CBE to ease off rate cuts this year in a bid to support strong carry trade -EFG Hermes
CBE to ease off rate cuts this year in a bid to support strong carry trade -EFG Hermes: The Central Bank of Egypt is likely to slow its easing cycle this year as it looks to maintain the strength of the carry trade and support the EGP, according to a research note from EFG Hermes picked up by Bloomberg. Tumbling inflation in 2H2019 allowed the central bank to cut interest rates by 450 bps last year, but EFG analysts Mohamed Abu Basha and Mostafa El Bakly think we’ll be lucky to see a quarter of that in 2020, writing that bank officials will look “to continue providing decent real rates for carry traders, who are important to maintain a healthy outlook for the EGP.”
Policymakers could look at other options to stimulate borrowing: The CBE could turn to open-market operations to inject liquidity into the banking system, allowing it encourage lending and investment while scaling back its easing cycle. In light of this the investment bank is only giving a 50% chance of a cut when the CBE meets next week. Shuaa, meanwhile, says in a separate note (pdf) that the time is ripe for the CBE to begin cutting down its reserve requirement ratio (RRR) for bank deposits, which would allow commercial banks to increase money supply in the market. The prospect of scaling back banks’ RRR was floated as a possibility by several economists back in October.
The EGP surge against the greenback has accelerated since the turn of the year, rising from EGP 16.00/USD to EGP 15.66 — a level not seen since 17 November 2016, two weeks after the government floated the currency.

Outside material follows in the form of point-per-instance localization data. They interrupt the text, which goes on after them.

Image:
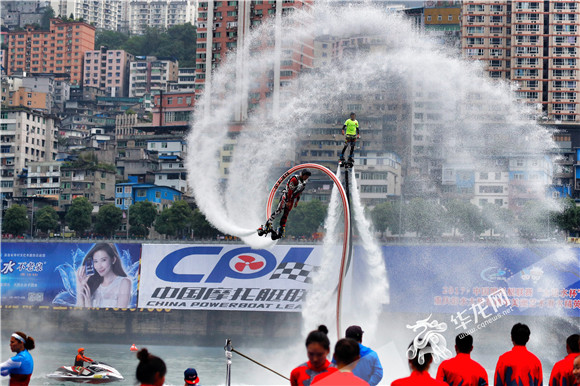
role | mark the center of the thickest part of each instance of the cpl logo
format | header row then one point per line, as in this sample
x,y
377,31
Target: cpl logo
x,y
238,263
247,263
492,274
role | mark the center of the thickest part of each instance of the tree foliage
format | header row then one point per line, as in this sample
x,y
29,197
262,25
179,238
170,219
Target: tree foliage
x,y
306,218
201,227
46,219
425,218
78,216
386,216
142,215
178,41
568,219
175,220
466,218
15,221
108,220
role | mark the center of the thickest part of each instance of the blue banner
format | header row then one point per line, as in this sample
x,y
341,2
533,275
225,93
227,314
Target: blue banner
x,y
99,275
465,279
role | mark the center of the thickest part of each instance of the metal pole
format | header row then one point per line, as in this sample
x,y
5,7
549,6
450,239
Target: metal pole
x,y
128,211
228,349
401,212
32,219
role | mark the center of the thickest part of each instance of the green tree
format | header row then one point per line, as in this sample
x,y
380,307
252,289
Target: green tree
x,y
111,39
46,16
46,219
386,216
567,219
142,215
534,220
306,218
201,227
108,220
425,218
78,216
178,42
465,218
15,220
175,220
497,219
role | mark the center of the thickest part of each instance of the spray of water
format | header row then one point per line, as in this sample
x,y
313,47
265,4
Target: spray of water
x,y
320,305
372,292
447,110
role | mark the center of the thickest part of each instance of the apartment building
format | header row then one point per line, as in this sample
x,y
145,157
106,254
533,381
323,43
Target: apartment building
x,y
108,70
58,51
25,136
531,43
151,75
224,25
161,14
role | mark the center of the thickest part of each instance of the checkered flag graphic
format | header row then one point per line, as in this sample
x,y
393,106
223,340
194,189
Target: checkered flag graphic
x,y
294,271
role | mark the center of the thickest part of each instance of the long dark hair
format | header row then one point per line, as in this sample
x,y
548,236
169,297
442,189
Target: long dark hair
x,y
116,265
319,336
149,365
28,340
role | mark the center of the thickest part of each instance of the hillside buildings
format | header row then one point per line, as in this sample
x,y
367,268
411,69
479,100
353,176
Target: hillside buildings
x,y
534,44
59,51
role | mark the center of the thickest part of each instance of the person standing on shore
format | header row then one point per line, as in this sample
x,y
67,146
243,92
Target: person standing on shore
x,y
21,365
151,369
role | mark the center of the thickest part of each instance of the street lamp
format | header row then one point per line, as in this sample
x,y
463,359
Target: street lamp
x,y
32,217
128,211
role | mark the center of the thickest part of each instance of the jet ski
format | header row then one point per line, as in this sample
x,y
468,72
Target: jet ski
x,y
96,372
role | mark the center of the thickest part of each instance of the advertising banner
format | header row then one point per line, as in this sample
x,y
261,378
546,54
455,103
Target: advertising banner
x,y
467,280
98,275
226,277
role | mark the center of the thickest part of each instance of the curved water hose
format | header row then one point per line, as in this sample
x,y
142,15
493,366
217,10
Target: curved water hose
x,y
230,349
346,246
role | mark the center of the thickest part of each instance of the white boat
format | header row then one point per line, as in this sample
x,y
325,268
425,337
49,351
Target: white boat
x,y
96,372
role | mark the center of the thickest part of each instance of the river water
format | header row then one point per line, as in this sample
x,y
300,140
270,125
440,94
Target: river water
x,y
209,362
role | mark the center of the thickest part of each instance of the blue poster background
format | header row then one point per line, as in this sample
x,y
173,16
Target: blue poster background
x,y
45,273
449,279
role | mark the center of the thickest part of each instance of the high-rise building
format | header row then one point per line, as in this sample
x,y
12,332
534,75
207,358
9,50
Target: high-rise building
x,y
531,43
59,50
150,75
108,70
160,14
223,26
27,136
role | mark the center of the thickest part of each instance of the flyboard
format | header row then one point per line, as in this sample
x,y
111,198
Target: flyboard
x,y
347,243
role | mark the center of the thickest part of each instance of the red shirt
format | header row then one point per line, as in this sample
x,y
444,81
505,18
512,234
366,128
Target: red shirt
x,y
305,373
518,367
338,378
418,378
462,370
562,372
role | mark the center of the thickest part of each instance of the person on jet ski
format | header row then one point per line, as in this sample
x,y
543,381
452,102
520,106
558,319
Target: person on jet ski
x,y
80,359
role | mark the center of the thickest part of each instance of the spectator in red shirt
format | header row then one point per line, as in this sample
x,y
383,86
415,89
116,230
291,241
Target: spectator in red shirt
x,y
518,366
562,372
346,355
317,349
420,371
576,371
462,370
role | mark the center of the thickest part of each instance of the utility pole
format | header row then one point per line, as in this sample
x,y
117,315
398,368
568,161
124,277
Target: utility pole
x,y
128,211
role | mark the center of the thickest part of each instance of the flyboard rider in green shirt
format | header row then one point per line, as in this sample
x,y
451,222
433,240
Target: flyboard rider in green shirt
x,y
352,133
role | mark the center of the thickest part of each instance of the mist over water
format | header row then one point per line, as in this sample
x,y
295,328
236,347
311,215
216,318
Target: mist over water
x,y
468,118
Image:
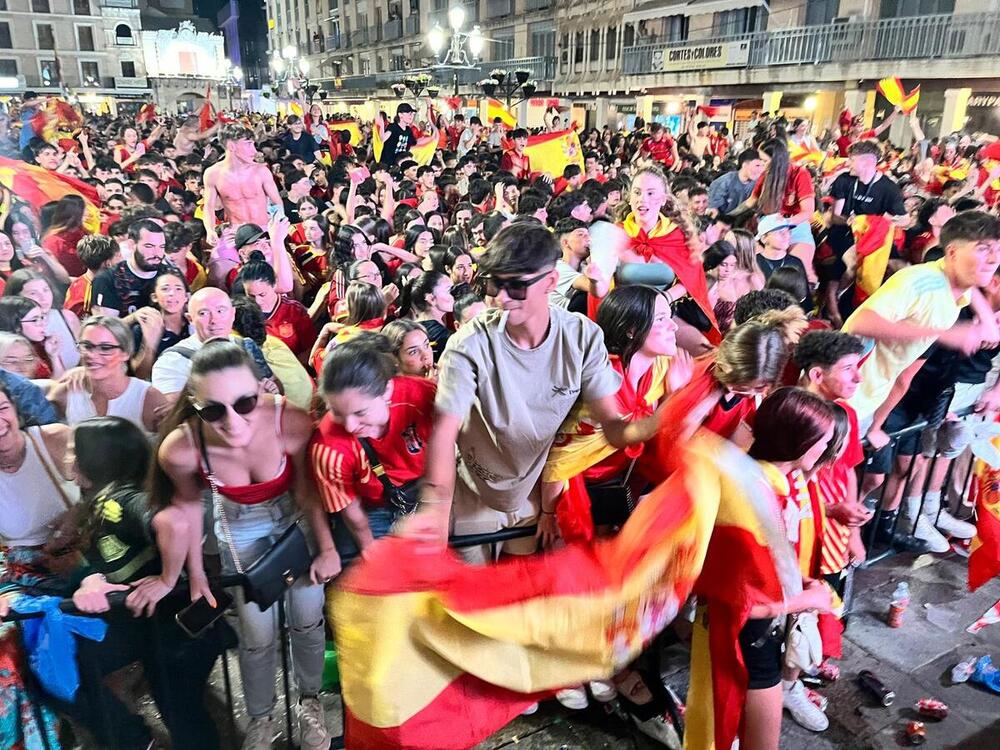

The currency has risen around 13% against the USD since the beginning of 2019.
This has been driven by a surge in foreign inflows into local-currency bonds, which have risen 3.7% against the USD this year, around four times the average return in emerging markets, according to Bloomberg Barclays EM indices.
Expect the EGP to 15.00 by year’s end -DB: Deutsche Bank has forecast the EGP to fall to 15.50 against the USD by the end of 1H2020 and 15.00 by the end of the year in a report picked up by the local press.